Alberta’s economy is forecast to rebound this year and then lead the country in growth in 2021, according to a new report released Tuesday by Scotiabank Economics

In its latest Provincial Outlook, the bank said the province’s economy grew by an estimated 0.5 per cent in 2019 but will experience another 1.6 per cent growth in 2020 which will be behind British Columbia’s 2.1 per cent and Quebec’s 1.8 per cent.

But in 2021 Alberta will have the fastest growing economy in the country at 2.5 per cent.

“The forecast rebound in Alberta economic growth in 2020 largely reflects the lifting of heavy oil production cuts that posed a drag on last year’s expansion. Beyond this year, we expect stronger energy sector investment activity to propel the bulk of output gains. Work on the Line 3 pipeline—if it progresses as expected— should boost private-sector capital outlays in the oil patch,” said the report.

“Consequently, we expect the province to finally recoup its 7.7 per cent 2015–16 real output contraction by mid-2020, and lead all Canadian jurisdictions with 2.5 per cent growth next year. Investment activity should also pick up outside the oil and gas sector. Work on petrochemicals plants is expected to progress. Corporate tax rate cuts may encourage some marginal additional capital outlays outside the energy sector, though federal investment incentives in place since late 2018 do not appear to have moved the needle substantially on this front.

“Moreover, a major telecommunications company has pledged to invest some $16 billion over the next five years to improve the speed and capacity of Alberta’s internet network. For exports, we anticipate that the dominant trend will be a steady rise in crude production that propels external oil shipments. Expected to lend further support to Alberta trade are capacity expansions in the manufacturing sector— including a $430 million potato processing plant that was completed last year.”

The bank said it foresees a modest acceleration of job creation and widening net interprovincial inflows over the next two years. Tightening labour markets and more robust headcount gains, in turn, should translate into healthier household spending after retail and automobile purchases paused in 2019, said the bank.

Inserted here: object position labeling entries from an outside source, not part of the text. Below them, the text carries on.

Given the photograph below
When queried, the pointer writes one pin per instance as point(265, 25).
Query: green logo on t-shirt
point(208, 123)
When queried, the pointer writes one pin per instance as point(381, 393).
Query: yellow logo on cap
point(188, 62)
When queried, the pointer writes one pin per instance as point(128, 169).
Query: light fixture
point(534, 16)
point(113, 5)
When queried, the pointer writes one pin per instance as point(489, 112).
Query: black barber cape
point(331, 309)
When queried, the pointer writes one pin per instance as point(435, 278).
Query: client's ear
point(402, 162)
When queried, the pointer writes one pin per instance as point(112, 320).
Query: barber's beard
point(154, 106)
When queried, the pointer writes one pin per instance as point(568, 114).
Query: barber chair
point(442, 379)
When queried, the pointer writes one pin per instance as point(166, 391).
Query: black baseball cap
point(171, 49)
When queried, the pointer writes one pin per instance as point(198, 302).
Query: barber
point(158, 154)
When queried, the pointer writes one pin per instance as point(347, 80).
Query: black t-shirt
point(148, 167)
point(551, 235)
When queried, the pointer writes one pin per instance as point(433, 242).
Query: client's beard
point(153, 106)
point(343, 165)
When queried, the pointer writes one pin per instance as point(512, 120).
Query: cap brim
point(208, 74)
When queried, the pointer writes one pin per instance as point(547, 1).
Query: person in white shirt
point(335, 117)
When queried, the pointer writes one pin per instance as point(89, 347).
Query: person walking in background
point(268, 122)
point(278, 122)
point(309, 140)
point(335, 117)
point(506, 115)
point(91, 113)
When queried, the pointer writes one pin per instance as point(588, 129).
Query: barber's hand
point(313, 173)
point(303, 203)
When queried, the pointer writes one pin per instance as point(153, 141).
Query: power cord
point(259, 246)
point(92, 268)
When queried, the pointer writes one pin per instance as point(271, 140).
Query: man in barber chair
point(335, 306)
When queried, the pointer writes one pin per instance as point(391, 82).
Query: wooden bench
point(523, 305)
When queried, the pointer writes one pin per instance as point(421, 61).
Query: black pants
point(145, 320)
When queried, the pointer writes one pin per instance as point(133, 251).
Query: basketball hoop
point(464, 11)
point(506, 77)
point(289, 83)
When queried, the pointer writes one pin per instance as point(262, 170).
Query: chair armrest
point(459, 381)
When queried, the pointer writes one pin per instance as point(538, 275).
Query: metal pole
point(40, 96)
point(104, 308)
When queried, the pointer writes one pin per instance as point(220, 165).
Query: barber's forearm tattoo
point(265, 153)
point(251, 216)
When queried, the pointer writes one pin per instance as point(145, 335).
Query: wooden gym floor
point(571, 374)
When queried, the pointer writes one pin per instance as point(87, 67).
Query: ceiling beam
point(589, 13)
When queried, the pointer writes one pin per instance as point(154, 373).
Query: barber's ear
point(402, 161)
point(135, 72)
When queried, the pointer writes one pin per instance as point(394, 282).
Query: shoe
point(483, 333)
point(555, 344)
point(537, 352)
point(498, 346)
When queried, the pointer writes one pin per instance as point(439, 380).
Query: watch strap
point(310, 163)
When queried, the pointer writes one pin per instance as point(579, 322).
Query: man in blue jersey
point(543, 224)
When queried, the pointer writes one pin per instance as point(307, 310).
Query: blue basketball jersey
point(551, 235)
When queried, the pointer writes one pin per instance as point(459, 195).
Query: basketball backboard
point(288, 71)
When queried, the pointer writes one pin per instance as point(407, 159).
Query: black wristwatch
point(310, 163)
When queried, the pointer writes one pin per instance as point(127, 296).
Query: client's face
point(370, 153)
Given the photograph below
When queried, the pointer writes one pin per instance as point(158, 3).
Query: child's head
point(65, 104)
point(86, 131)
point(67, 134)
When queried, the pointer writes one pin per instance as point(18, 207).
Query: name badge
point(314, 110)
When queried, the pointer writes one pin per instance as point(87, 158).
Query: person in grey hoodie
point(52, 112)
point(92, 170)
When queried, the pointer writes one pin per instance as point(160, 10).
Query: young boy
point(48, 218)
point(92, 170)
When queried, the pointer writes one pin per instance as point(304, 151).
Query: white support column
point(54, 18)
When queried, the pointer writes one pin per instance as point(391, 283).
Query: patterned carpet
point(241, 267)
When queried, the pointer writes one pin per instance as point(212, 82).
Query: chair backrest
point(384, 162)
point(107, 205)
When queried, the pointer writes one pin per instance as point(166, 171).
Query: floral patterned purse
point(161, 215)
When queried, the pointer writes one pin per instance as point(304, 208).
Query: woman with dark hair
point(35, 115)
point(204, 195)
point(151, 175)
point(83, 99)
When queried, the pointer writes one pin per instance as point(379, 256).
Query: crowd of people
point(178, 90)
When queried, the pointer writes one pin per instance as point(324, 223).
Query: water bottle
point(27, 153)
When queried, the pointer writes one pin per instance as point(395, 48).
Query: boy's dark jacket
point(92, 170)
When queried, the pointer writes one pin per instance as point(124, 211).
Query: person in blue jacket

“However, neither population nor employment growth is expected to return to the pace of 2010–14, when they climbed by 2.3 per cent and 2.1 per cent, respectively. Improving labour markets and population growth are expected to result in stronger home sales activity over 2020–21, as well as encourage some new building. Yet, as in other net oil-producing jurisdictions, major Alberta markets remain mired in an overhang of unabsorbed housing units that have built up since the last commodity price correction,” said the report.

“That should prevent sustainable supply-demand balance, and stable sales activity and home price appreciation over the next two years. As widely expected, the Alberta budget released in October 2019 unveiled a plan to balance the books by FY23 that is anchored by expenditure restraint. The largest single expenditure contraction, at 2.3 per cent, is penciled in for FY21, but project activity should keep growth, as noted above, reasonably strong in calendar year 2020. In our view, the fiscal trajectory laid out is plausible and is positive to the extent that it translates into sustainable public finances over the longer-run. Still, the path to black ink will be challenging as the rates of inflation and population growth expected over the planning horizon will mean effective real spending cuts.”

Mario Toneguzzi is a business reporter in Calgary.